Photo courtesy of Burger 21
We all know that routinely chomping down on a Double Whopper or other fast food fatty monster is not a way to live. However there is no denying that on some nights (you know the kind) when you’ve taken a shot of tequila too many, a garden-picked salad is not appealing and nothing will satisfy like a fully-loaded burger with a side bag-staining fries. You’ll be relieved that you can have your beefcake and sloppily eat it too with a string of fast food establishments that have taken the guilt out of drunk binge eating without sacrificing flavor. Here are five places that are doing fast food right.
The philosophy at Bareburger is that nothing is hidden, a point driven home by clever slogans such as “there is no pride in pesticide,” and “hell no GMO.” The menu is fully customizable, with wacky patty options (such as wild boar, bison, duck, black bean,) your typical add-ons but with flair (stout onions, wild mushrooms, and vegan cheddar), finished off with creative sauces, and served atop a variety of buns. This east coast chain started with one lonely Astoria, Queens shop in 2009 and spread its better burger ways to 31 locations within five years (two of which are in Japan!)
A growing chain in the South, Burger 21 is dedicated to waste accountability and management. So much so that employees are trained in food rotation, exact recipe preparation, and extensive inventory documentation. Whereas it was easy to avoid food spoilage under the old freeze-and-fry model of fast food joints past, the better burger movement—with fresh ingredients ordered regularly—must commit to keeping their profits high by slashing waste. As for the “21,” it refers to the number of creative burgers the restaurant offers including burger such as the Ahi Tuna, Tex-Mex Haystack, and a suck-it McDonald’s creation called The Breakfast All Day.
Chef Chloe Coscarelli opened her first eponymously named restaurant last year to a crowd that wrapped around the corner of her West Village shop and gained mass media attention from the likes of the New York Times, Fortune, and Washington Post. Coscarelli—an ethical vegan—eschews the products of environmentally destructive animal agriculture packing her menus with plant-based options instead. While there is a fair amount of kale to be found (in the form of smoothies and salads alike), by CHLOE is far from a hippie hotspot and serves hefty burgers, mac n’ cheese, and Caesar salad in a beautifully designed space. Backed by a lucrative restaurant group, Coscarelli’s vegan fast casual concept is spreading across the country with shops in Boston, Los Angeles, another New York location, with others in the works.
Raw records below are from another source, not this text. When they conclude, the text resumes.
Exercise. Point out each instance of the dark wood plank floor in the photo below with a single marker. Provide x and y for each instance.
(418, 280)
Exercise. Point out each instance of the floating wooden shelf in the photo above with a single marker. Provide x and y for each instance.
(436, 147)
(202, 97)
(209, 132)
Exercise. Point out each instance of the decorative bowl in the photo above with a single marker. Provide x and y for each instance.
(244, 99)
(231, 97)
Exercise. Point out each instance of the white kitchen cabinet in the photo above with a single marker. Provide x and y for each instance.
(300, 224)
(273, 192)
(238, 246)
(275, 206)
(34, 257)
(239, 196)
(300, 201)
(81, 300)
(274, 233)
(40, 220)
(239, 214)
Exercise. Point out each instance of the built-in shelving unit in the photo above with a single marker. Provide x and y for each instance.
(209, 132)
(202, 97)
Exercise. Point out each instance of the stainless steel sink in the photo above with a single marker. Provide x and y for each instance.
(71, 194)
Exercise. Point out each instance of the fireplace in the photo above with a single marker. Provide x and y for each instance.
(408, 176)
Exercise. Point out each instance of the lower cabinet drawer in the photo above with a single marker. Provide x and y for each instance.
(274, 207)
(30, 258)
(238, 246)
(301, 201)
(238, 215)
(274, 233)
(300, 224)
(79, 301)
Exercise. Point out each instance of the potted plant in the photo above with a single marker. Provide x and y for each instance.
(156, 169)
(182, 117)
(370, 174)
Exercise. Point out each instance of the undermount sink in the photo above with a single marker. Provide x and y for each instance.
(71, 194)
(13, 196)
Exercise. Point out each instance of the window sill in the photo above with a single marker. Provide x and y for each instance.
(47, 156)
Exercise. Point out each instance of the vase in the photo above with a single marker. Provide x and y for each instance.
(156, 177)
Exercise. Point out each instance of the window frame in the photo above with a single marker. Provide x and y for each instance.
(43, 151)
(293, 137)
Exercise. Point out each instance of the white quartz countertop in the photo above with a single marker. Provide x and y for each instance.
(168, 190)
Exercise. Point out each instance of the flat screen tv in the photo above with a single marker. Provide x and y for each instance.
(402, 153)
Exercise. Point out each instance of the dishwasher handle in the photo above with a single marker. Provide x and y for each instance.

Burger Lounge is committed to whole food that comes from a kitchen, farm, and ranch…not from a factory. From inception, the company set out to provide customers with a better alternative to convenience foods. Every patty at Burger Lounge is sourced from grass-fed cows, often from a single farm (i.e. none of that mashed-up mystery meat.) Their bacon is applewood smoked and free of nitrates, the cheese is organic, and fries are cooked in GMO-free peanut oil. Pair all this with a fair trade soda and house made dressings, and we’re talking top notch, no-junk-about-it food that’s worthy of your hard earned coin.
The Organic Coup
Perhaps the model representative of the new crop of fast food joints, this Bay Area-based company upholds strict standards when it comes to sustainability from ingredients, to packaging, to paying their workers liveable wages. Organic Coup recently became the first fully USDA-certified organic fast food restaurant and refuses to pay their workers less than $16 per hour. Antibiotics, pesticides, and GMO’s are explicitly banned from the eatery and they use coconut oil to fry their organic chicken. While the company is brand new and only has three locations, their commitment to slower, better food sets the standard for fast food to come.